Single by Shaun

from the EP Take
- Released: June 27, 2018
- Genre: K-pop; Tropical house; Electronic; EDM;
- Length: 3:34
- Label: DCTOM; Warner Music Korea;
- Composers: Ji Hye Lee; Shaun;

Music video
- "Way Back Home" on YouTube

= Way Back Home (Shaun song) =

"Way Back Home" is a song by South Korean musician Shaun. The song was released as the lead single for his debut solo EP Take on June 27, 2018.

== Background and composition ==
Shaun is a DJ and producer as well as keyboardist for the South Korean indie rock band The Koxx. He released his debut solo EP Take on June 27, 2018, with "Way Back Home" as the lead single.

Shaun stated that he originally wrote the melody for "Way Back Home" in 2015 as part of a song for JYJ's Kim Jae-joong. However, the melody was returned because it sounded similar to a separate, well-known Japanese song. According to Shaun, he still liked the melody so in 2018 he was able to remake the song in five hours. The song was composed by Shaun and Ji Hye Lee, and it was described by Billboard as being a "tropical-house dance track".

An edited version of "Way Back Home" by Dutch DJ Sam Feldt, featuring English-language lyrics sung by Conor Maynard, was later announced on July 16, 2018 and released on December 21, 2018.

== Reception ==
"Way Back Home" grew in popularity first in the Korean dance community through social media posts and fans sharing videos of Shaun's live performances at clubs and festivals. Specifically, the song was posted on a prominent Facebook page for music recommendations. The song and its videos eventually went viral, and the song appeared on digital trending charts. "Way Back Home" gradually gained playtime as the background music of cafes and TV shows as well as some celebrity promotions.

The song went on to achieve a "grand slam" on the morning of July 17, 2018, by attaining the number one position on all three major Korean music services: MelOn, Genie, and Olleh Music.

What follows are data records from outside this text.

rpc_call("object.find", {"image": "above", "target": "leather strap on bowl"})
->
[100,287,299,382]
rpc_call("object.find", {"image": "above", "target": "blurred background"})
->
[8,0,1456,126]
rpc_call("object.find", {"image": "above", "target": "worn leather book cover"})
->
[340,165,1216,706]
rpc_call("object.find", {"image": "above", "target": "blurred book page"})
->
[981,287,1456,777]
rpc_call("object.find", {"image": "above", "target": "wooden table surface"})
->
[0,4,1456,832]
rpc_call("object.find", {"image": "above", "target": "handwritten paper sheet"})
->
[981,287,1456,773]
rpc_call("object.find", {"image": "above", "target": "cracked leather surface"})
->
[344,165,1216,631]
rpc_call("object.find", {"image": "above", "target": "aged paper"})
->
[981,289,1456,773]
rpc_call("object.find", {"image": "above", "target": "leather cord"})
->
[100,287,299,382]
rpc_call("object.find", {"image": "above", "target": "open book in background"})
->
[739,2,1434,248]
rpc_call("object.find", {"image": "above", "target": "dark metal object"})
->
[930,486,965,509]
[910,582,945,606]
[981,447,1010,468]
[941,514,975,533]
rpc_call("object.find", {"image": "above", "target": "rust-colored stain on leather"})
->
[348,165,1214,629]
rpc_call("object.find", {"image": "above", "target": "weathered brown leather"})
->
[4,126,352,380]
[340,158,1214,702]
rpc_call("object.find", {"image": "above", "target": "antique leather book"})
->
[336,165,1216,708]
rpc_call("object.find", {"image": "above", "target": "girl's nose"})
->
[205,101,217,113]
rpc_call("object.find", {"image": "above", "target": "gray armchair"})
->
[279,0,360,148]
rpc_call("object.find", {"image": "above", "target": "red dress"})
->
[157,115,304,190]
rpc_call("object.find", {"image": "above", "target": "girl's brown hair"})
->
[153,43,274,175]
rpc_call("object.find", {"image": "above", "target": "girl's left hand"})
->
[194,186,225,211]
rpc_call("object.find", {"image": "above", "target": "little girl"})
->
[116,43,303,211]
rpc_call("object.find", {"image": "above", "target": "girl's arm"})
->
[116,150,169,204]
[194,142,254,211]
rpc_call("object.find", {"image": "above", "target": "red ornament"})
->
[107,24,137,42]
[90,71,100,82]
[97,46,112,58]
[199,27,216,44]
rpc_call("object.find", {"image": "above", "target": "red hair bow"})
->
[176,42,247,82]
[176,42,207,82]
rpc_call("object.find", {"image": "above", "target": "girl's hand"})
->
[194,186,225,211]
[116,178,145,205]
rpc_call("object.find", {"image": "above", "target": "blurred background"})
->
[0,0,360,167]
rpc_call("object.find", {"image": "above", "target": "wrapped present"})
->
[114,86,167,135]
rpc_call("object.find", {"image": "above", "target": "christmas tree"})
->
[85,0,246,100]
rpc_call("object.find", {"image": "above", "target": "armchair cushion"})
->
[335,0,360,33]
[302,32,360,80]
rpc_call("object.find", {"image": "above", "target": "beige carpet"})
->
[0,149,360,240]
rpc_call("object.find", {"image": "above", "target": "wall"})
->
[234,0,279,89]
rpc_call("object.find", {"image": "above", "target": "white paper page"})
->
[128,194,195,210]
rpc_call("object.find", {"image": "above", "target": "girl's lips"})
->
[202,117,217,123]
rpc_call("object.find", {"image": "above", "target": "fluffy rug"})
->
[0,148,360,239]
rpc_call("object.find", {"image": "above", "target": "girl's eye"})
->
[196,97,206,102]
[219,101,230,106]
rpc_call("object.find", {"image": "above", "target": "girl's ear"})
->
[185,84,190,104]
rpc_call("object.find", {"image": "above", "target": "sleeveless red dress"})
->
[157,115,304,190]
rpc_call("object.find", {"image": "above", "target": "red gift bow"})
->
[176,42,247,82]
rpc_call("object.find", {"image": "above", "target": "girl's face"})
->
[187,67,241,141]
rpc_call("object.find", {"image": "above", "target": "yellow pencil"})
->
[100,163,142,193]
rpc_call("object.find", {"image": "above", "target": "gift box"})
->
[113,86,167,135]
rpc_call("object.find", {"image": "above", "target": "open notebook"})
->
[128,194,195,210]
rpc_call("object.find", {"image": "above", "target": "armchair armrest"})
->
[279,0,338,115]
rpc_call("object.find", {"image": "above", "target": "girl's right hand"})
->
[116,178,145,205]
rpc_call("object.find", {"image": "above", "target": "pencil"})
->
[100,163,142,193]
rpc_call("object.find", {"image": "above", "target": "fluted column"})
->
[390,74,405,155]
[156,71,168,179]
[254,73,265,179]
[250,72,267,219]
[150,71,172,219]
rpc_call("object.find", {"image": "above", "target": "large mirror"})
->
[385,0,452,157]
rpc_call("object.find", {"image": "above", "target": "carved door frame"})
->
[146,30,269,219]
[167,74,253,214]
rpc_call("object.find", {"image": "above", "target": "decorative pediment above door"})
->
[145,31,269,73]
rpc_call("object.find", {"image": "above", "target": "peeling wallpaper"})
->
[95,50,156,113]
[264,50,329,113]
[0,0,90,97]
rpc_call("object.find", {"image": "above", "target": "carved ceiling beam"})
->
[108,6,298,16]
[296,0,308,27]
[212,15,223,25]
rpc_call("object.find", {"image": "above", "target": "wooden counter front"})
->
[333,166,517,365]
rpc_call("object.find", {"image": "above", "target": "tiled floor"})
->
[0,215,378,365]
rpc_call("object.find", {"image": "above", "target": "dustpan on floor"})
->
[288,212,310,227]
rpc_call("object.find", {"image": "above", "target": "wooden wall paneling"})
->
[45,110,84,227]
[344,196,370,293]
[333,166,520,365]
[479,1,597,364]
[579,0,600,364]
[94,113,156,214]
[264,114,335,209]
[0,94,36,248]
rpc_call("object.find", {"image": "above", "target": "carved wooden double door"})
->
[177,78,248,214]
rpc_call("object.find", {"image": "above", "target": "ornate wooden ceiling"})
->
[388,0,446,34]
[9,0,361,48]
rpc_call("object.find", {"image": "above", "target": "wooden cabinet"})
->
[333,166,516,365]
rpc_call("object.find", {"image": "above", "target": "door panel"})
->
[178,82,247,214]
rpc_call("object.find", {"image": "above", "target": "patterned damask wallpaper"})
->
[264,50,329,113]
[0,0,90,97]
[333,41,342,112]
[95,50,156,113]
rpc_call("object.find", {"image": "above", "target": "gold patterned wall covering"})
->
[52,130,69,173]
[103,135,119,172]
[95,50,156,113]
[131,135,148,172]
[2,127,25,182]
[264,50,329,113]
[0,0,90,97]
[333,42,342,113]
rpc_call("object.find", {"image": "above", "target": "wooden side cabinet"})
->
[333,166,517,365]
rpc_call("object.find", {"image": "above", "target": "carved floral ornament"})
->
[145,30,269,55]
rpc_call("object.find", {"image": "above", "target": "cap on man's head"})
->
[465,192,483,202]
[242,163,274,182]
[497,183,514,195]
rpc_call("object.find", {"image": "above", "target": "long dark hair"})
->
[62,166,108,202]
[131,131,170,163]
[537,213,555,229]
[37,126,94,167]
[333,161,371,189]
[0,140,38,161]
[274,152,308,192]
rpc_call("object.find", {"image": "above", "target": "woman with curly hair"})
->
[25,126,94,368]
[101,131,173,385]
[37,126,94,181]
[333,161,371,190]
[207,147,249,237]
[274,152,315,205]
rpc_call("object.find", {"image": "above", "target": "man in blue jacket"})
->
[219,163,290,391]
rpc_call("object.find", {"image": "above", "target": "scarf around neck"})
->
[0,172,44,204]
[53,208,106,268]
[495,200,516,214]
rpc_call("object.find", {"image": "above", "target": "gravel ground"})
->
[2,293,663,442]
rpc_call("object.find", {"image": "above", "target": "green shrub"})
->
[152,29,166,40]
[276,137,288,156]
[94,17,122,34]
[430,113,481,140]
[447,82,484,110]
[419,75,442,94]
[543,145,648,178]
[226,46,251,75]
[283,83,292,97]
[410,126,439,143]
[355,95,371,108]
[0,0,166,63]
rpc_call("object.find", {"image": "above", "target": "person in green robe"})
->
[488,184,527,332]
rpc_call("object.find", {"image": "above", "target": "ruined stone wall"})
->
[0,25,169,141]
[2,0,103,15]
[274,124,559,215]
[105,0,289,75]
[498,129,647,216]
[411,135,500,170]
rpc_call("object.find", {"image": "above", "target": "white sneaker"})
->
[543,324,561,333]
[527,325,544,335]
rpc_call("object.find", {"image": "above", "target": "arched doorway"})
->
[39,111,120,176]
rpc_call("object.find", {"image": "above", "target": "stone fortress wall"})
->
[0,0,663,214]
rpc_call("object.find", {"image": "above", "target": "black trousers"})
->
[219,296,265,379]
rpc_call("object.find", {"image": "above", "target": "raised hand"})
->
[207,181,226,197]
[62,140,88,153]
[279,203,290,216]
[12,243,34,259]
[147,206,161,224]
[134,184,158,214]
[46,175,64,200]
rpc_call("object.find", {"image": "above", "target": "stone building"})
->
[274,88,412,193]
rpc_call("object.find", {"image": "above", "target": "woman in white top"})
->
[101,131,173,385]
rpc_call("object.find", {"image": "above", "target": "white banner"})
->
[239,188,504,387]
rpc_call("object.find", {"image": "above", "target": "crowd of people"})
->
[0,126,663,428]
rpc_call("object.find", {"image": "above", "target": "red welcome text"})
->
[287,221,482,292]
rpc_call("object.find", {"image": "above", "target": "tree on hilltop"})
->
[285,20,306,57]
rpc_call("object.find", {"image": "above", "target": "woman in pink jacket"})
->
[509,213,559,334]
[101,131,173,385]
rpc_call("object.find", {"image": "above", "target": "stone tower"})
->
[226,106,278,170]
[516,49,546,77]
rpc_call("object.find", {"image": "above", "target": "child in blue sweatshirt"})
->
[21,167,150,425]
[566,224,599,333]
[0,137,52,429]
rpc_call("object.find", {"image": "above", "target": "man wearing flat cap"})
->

However, because Shaun was a relatively lesser-known artist, the song's rise on the charts sparked allegations of "sajaegi", or chart manipulation, with some drawing comparisons to Nilo, who has previously also been accused of chart manipulation. Later that day, DCTOM Entertainment released a statement denying any chart manipulation, claiming instead to have used "viral marketing". The CEO of DCTOM Entertainment similarly denied any unlawful action. Shaun himself also denied any cheating, and he isolated himself from others and experienced serious psychological anxiety as a result of the accusations. Shaun responded on July 22, stating that he hoped the truth would be uncovered and apologizing for hurting his fans.

Meanwhile on July 18, Park Jin-young of JYP Entertainment stated that he would request an investigation from South Korea's Ministry of Culture, Sports and Tourism and the Fair Trade Commission. The next day, DCTOM Entertainment requested a police investigation into the issue. Shaun has also filed charges against some people for spreading rumors.

An investigation by DCTOM Entertainment found no evidence of chart manipulation, but rather that the song steadily climbed the charts due to people gaining interest in it. An investigation by the Korean Ministry of Culture, Sports and Tourism was conducted and concluded in January 2018. They were unable to prove nor disprove allegations of chart manipulation, due to the anonymity of users of online streaming platforms. A private company was hired to analyze the charts data, the Ministry announced on August 29, 2017 that it may take over a month to receive all of the data and then more time to actually analyze it.

== Charts ==

=== Weekly charts ===

| Chart (2018–2020) | Peak position |
|---|---|
| Hungary (Rádiós Top 40) | 18 |
| Japan (Japan Hot 100) (Billboard) | 97 |
| Malaysia (RIM) | 13 |
| New Zealand Hot Singles (RMNZ) | 24 |
| Singapore (RIAS) | 7 |
| South Korea (Gaon) | 1 |
| South Korea (Kpop Hot 100) | 1 |

=== Year-end charts ===

| Chart (2018) | Position |
|---|---|
| South Korea (Gaon) | 8 |
| Chart (2019) | Position |
| South Korea (Gaon) | 27 |
| Chart (2020) | Position |
| South Korea (Gaon) | 169 |
| Chart (2021) | Position |
| South Korea (Gaon) | 192 |

== Certifications ==

| Region | Certification | Certified units/sales |
| New Zealand (RMNZ) | Gold | 15,000^{‡} |
| South Korea (KMCA) | Platinum | 2,500,000^{*} |
Streaming
| Japan (RIAJ) | Platinum | 100,000,000^{†} |
| Japan (RIAJ) (feat. Conor Maynard) [Sam Feldt Edit] | Gold | 50,000,000^{†} |
| South Korea (KMCA) | 2× Platinum | 200,000,000^{†} |
^{*} Sales figures based on certification alone. ^{‡} Sales+streaming figures based on certification alone. ^{†} Streaming-only figures based on certification alone.